#Concert à la #Philharmonie de Paris, 23/11/2022
#Orchestre de Paris dirigé par Stanislav #Kochanovsky
Alexandre #Kantorow, #piano
Liya #Petrova, #violon
Aurélien Pascal, #violoncelle

#Debussy, #Prélude à l'Après-midi d'un faune
#Beethoven, Triple #Concerto
#Brahms, #Symphonie n°3
...où l'on fait le "grand tour" des #classiques, rondement et magistralement mené, avec une grande souplesse dans les articulations. On croit connaître par ❤, on redécouvre toujours!
#musiqueclassique #classicalmusic

...D'abord le #Prélude, dont l'interprétation hier soir serait parfaitement résumée par les mots de #Mallarmé sur l'œuvre elle-même: "dans la nostalgie et dans la lumière, avec finesse, avec malaise, avec richesse"; porté par une #flûte qui savait trouver derrière sa modernité métallique comme des accents anciens, et un souffle, une impulsion rythmique irrésistibles, c'était précis, beau, coloré, avec une intimité quasi chambriste assumée qui donnait le ton et "préludait" bien à cette soirée...
...Cette veine #chambriste se poursuivait avec le Triple #Concerto, où le chef, tout en souplesse et précision, mais aussi retenue, laissait pleinement respirer et se déployer un dialogue serré des trois solistes, dans un bel équilibre avec l'orchestre. Avec un #violon brillant et un #violoncelle chantant, un peu plus en retrait, le 2e mouvement réussissait une belle union des contraires; sans jamais en faire trop ni vouloir dominer, #Kantorow captivait dès qu'il posait les doigts sur le #piano.
Les couleurs de l'orchestre (😍 pour les #altos, pupitre qui s'affirme au fil des concerts comme un des points forts de la formation!) auguraient bien de la #Symphonie n°3 de Brahms. Ce fut mieux encore! Une lecture moins flamboyante que d'autres, moins fervente que Blomstedt l'an passé - différente: tout était dans cette articulation souple où le flux musical changeait de direction sans jamais s'interrompre, avant de vous déposer en douceur sur le rivage. On voudrait que ça ne s'arrête jamais...
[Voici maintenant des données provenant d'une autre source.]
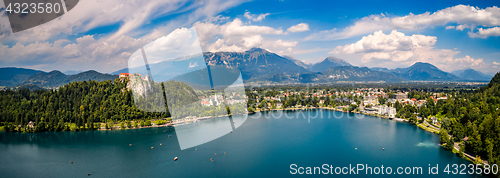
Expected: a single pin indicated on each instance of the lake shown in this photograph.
(267, 144)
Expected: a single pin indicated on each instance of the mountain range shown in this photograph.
(256, 65)
(53, 79)
(471, 74)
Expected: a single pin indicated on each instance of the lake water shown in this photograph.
(265, 145)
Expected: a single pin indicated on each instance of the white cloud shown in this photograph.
(237, 37)
(397, 49)
(255, 18)
(468, 16)
(485, 33)
(301, 27)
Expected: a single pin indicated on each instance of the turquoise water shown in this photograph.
(265, 145)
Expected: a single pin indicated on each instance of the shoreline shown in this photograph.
(190, 121)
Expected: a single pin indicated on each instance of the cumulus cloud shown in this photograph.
(485, 33)
(237, 37)
(46, 46)
(301, 27)
(84, 53)
(467, 16)
(397, 49)
(255, 18)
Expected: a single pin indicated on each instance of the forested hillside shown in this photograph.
(83, 103)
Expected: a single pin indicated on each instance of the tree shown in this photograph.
(443, 136)
(478, 160)
(129, 124)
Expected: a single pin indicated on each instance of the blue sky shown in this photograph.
(102, 35)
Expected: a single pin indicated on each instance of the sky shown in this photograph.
(102, 35)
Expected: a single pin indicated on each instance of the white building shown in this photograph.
(386, 110)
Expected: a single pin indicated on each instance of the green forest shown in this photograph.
(471, 117)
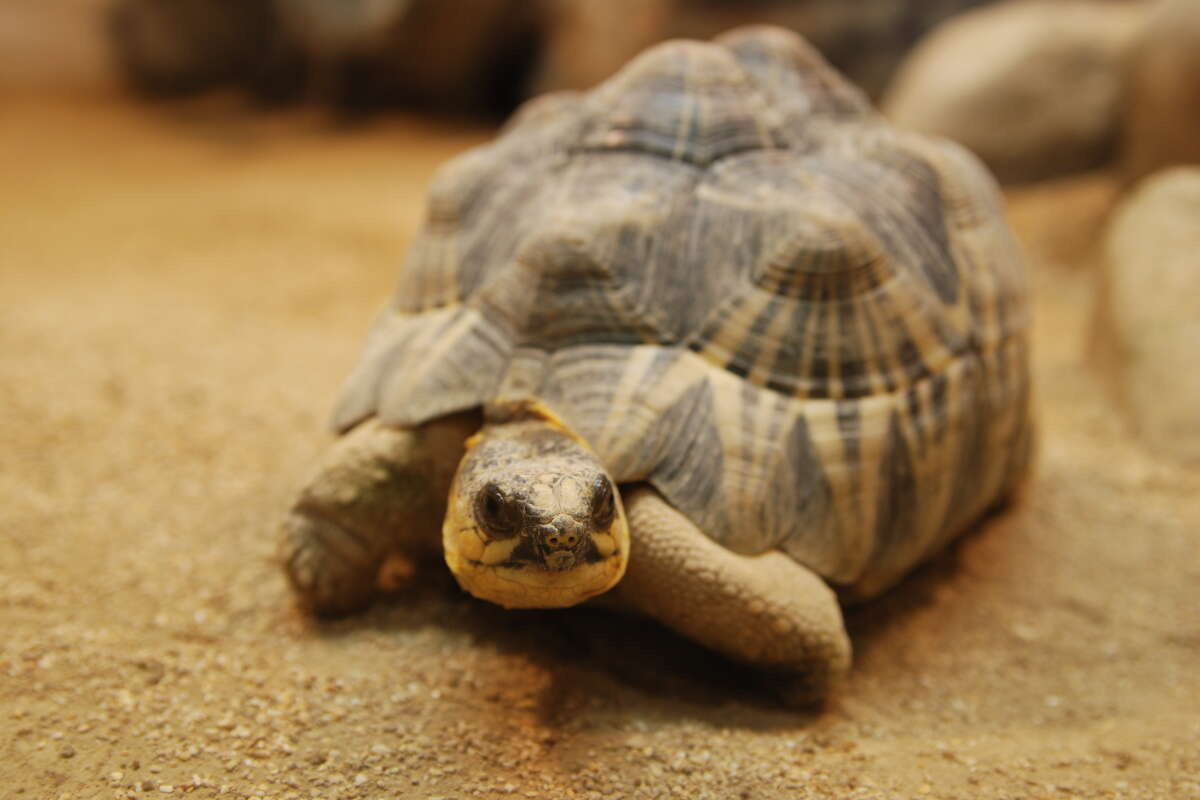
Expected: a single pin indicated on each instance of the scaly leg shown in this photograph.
(378, 492)
(766, 611)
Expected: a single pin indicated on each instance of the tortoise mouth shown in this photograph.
(519, 573)
(561, 560)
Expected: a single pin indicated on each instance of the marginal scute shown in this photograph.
(684, 101)
(730, 277)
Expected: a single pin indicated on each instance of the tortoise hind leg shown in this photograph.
(766, 611)
(378, 492)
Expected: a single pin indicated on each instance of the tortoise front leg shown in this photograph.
(767, 609)
(379, 491)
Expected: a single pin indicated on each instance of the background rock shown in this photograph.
(1153, 310)
(589, 40)
(1162, 124)
(1032, 86)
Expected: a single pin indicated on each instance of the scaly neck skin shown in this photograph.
(533, 518)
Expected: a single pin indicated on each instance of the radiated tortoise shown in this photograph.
(703, 342)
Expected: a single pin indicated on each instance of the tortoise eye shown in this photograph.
(498, 515)
(604, 505)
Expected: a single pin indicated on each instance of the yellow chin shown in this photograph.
(479, 571)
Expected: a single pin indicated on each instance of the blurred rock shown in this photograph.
(1032, 86)
(179, 47)
(54, 47)
(1152, 310)
(589, 40)
(1162, 124)
(467, 55)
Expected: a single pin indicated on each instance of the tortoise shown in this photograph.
(711, 342)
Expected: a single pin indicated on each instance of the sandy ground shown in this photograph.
(183, 294)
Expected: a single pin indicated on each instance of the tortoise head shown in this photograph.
(533, 519)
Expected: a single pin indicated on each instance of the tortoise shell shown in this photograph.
(739, 284)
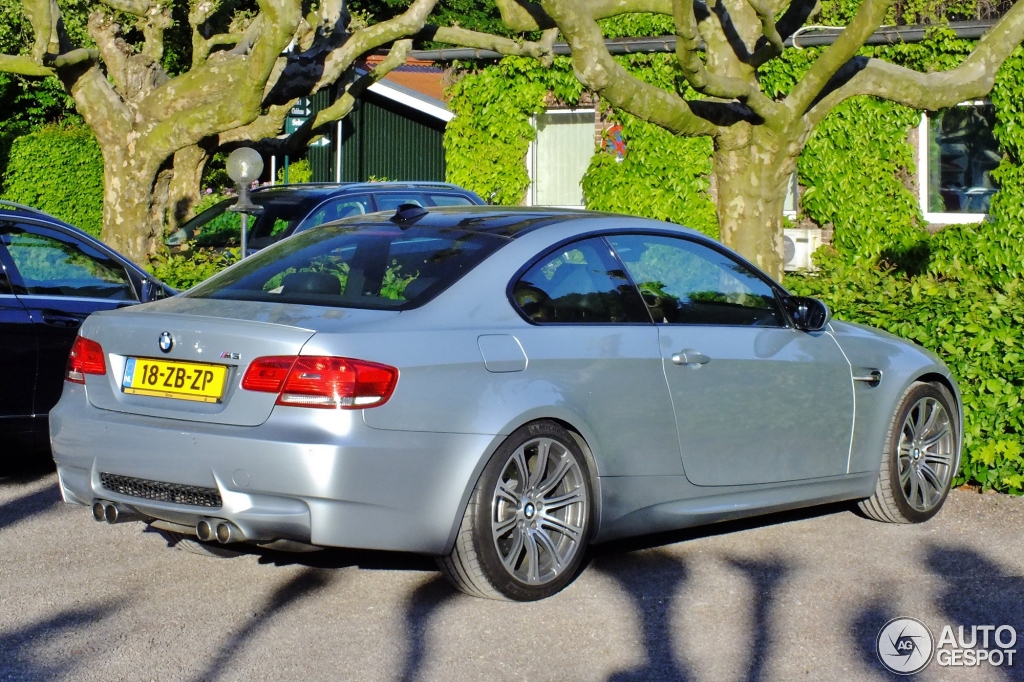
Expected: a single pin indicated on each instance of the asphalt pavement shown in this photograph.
(796, 596)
Une chose m'a frappé ce soir par contraste entre l'écriture de #Beethoven et celle de #Brahms: chez le premier, la musique semble toujours danser sur l'abîme de sa propre (possible) disparition. Il y a régulièrement des moments où par notes répétées, mélodie et rythme se ramènent à leur plus simple expression, il n'y a presque plus de musique, mais du son, voire du silence; et à chaque fois, comme le phénix, la musique renaît, rejaillit à partir de cette matière même, de cette sonorité minimale.